The Silent Joy of Advent

Today is Advent, the day in the Christian calendar which is the first of four Sundays which look forward to the coming of the Christ child. But need we view this day as exclusively Christian? The word advent simply means an arrival – any arrival which we might view as significant. In this broader sense the word advent also contains the idea of anticipation, and that anticipation in turn contains a sense of joy and wonder. We wait in joyful anticipation, which could mean the coming birth of any child. 

Those of us who have children, who have borne children, will know that once that expected child has arrived into the world then it is impossible to imagine our world without the presence of that little soul in it. The universal period of advent is not four weeks, but nine months – although the sense of anticipation quickens, becomes more keenly felt, as the expected time of the birth approaches. During this time of advent we make preparations. We decorate the new nursery, we acquire the necessary furnishings – the cot, baby bath, and suitable decorations in the form of mobiles, cuddly toys and other items. We, as it were, prepare the nest. And this becomes another aspect of our advent: it is also a time of preparation. We lay the way for the expected new arrival.

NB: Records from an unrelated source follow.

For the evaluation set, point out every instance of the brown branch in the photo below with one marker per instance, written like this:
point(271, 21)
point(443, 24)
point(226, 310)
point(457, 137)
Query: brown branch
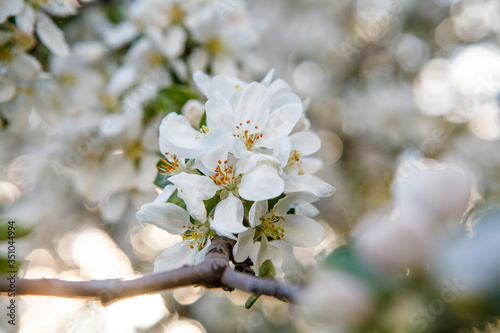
point(213, 272)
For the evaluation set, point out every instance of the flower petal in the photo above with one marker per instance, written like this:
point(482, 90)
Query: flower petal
point(166, 216)
point(307, 183)
point(281, 123)
point(302, 231)
point(244, 245)
point(114, 207)
point(228, 217)
point(176, 256)
point(268, 252)
point(202, 82)
point(25, 20)
point(193, 189)
point(200, 256)
point(292, 200)
point(51, 35)
point(179, 138)
point(219, 113)
point(9, 8)
point(165, 194)
point(261, 183)
point(258, 209)
point(254, 105)
point(7, 89)
point(306, 142)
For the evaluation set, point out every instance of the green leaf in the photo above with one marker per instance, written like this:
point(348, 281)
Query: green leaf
point(272, 202)
point(211, 203)
point(345, 259)
point(17, 229)
point(174, 198)
point(161, 180)
point(251, 301)
point(203, 120)
point(267, 269)
point(5, 265)
point(170, 99)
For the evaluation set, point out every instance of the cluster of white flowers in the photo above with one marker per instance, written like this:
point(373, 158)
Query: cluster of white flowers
point(245, 174)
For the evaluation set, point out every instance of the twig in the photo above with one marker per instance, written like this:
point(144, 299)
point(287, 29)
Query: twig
point(213, 272)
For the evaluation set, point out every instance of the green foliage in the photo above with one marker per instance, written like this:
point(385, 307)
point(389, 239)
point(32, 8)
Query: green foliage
point(251, 301)
point(161, 180)
point(170, 99)
point(345, 259)
point(174, 198)
point(267, 269)
point(211, 203)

But while advent implies all of these things, and whether we have children or not, it still is a term, a state of being, which can apply to us all. In our hectic world we constantly face a barrage of distractions, from the chattering voices of social media with which we constantly keep in touch via our ubiquitous smartphones, from the pressures of commercialism which urge us to buy, buy, buy, at the very time of the year when we should be retreating into ourselves in silent contemplation and reflection. For this also is an aspect of advent: it is – or should be – a time of quiet reflection.

If only we can manage to be silent in ourselves, to still all those chattering voices which distract us, then we allow the true spirit of advent to reveal itself. That sense of expectant wonder is always present. Advent is in every moment. And that moment is universal. “Peace, be still.” were the words we are told Jesus spoke to calm the storm on that far Sea of Galilee. If we allow those words to echo in our hearts, whether we are Christian or not, and whether we celebrate the Christian day of Advent or not, we allow the true spirit of a universal advent to emerge, and we find ourselves filled with a renewing spirit of anticipation, wonder and silent joy.